今注目されるリスキング…  DX時代に不可欠な人財育成とは

 やはり欧米が先行しているのでしょうか…。我が国でも、リスキングの概念の認知度を上げ、取り組む必要性が益々高まってきました。ところで、この「リスキング」とは一体どんなものなのでしょう。

 「リスキング」とは能力の再開発を意味し、この先の必要になるであろう職業能力を身に付けることを指します。したがって、仕事を一時離れて学び直すことを指す場合が多い「リカレント教育」とは、異なる概念です。これまでの延長戦ではなく、新たな価値を生むための能力開発に力点が置かれていると言っても良いでしょう。

 今後、益々グローバル化が進展する中、DX(デジタルトランスフォーメーション)に伴う産業構造の転換が余儀なくされます。そして、それに伴って衰退し、失われる業種や職種がある一方、新たに生み出され成長する業種や職種も出てきます。「リスキング」は、まさに失わる雇用から新たに生まれる雇用へ、円滑に労働力の移動が図れるよう支援する環境の整備とも言えます。

 ただ、社内に教えてくれる人がいる従来の職場内訓練(OJT)とは違って、「リスキング」には社内で教えてくえる人材がいるわけでもなく、また学習コンテンツが揃っているわけでもありません。ここで最大のポイントとなるのが、会社主導で一斉受講させる学校型から、社員1人1人が自律的に学び、その成長を後押しする仕組みへ転換させることであると、専門家も口を揃えて指摘します。

 したがって戦略的に進める上で、会社として4つのステップが大切であるとのこと。
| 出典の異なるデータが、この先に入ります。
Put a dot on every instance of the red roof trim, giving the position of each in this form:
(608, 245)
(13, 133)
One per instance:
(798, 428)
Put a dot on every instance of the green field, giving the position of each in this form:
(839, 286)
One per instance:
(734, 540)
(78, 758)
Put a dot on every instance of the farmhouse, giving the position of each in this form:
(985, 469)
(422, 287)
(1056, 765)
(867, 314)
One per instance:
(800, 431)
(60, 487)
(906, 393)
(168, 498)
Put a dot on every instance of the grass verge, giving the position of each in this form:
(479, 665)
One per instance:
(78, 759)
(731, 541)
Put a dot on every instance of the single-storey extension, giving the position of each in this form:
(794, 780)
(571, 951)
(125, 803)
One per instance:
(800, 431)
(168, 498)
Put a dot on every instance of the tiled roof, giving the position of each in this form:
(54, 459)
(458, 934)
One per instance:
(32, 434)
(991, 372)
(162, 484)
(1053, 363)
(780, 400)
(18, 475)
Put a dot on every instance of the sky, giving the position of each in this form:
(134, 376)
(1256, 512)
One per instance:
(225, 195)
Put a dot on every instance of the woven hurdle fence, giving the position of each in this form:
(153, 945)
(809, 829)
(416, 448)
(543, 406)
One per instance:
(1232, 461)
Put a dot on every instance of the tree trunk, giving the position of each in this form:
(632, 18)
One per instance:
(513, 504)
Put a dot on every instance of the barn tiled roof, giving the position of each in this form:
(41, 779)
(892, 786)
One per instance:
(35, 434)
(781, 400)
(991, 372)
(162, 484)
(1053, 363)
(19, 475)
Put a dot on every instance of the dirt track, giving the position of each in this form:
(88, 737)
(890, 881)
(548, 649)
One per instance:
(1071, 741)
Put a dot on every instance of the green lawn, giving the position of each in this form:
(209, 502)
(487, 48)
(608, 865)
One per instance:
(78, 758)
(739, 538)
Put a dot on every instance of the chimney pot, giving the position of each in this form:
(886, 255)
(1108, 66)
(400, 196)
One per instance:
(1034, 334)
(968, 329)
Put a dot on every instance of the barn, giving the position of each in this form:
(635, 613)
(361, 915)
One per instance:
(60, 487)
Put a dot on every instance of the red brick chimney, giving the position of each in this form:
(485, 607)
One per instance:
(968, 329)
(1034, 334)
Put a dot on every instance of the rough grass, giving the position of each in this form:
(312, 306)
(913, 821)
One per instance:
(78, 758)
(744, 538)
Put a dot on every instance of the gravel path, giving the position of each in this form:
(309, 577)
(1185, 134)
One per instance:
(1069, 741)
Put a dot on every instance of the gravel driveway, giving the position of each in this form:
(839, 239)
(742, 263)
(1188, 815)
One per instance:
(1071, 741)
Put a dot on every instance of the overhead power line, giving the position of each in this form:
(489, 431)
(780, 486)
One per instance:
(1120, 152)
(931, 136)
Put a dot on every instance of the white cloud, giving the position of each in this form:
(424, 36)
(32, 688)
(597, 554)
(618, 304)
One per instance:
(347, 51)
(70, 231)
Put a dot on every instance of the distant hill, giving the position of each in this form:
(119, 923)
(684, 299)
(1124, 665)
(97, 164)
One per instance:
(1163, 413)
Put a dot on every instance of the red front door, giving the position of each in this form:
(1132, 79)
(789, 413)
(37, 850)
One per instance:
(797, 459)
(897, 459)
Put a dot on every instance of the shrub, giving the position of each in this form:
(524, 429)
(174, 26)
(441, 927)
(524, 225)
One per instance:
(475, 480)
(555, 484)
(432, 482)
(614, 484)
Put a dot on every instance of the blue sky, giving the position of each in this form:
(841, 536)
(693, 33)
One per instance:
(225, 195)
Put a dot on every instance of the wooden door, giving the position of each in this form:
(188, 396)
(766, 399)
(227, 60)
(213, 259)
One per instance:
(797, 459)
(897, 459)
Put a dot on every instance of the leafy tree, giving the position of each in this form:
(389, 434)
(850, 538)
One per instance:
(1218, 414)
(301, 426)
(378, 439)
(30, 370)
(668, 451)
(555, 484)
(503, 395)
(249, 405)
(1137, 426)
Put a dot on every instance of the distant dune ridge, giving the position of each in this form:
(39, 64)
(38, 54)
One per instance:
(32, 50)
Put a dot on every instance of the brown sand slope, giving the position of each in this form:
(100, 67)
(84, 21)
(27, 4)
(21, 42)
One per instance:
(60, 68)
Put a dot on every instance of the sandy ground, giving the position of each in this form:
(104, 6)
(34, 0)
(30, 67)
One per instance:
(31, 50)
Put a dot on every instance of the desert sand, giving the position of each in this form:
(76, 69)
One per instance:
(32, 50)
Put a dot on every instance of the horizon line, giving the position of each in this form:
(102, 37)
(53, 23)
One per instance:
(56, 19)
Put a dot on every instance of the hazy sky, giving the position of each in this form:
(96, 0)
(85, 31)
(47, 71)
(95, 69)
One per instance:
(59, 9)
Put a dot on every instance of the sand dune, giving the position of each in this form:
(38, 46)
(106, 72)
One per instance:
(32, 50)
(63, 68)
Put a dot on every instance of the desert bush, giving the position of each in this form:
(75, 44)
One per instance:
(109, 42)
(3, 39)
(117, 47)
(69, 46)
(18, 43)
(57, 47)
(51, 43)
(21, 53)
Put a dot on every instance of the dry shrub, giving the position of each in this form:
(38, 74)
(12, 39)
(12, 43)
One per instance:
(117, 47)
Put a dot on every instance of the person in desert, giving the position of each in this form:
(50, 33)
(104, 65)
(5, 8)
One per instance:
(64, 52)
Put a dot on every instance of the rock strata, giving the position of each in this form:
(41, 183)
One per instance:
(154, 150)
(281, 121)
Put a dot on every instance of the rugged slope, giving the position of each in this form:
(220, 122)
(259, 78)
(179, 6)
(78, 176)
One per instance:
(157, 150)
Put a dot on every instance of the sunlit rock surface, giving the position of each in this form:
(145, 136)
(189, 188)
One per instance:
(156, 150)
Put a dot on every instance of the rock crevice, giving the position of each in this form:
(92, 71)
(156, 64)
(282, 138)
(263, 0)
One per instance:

①まずは社内のスキルを可視化、②学習プログラムを揃える、③業務内で学習しやすい環境を整える、④そしてスキルを実践させるetc。若い世代ほど、自分の仕事が今後5年間で陳腐化すると考えており、例えば25~34歳では5割を超えているという調査結果もあるほどです。

 今後「リスキング」の対象となるのは、デジタルに限ったものではなく、例えばグリーンやエコロジー分野なども、企業戦略に大きな影響を与えるものだと考えられます。今後生き残りをかけて、企業も企業人もこうした危機感にどう対応していくべきか、再戦力化する動きが益々加速化していくでしょうね。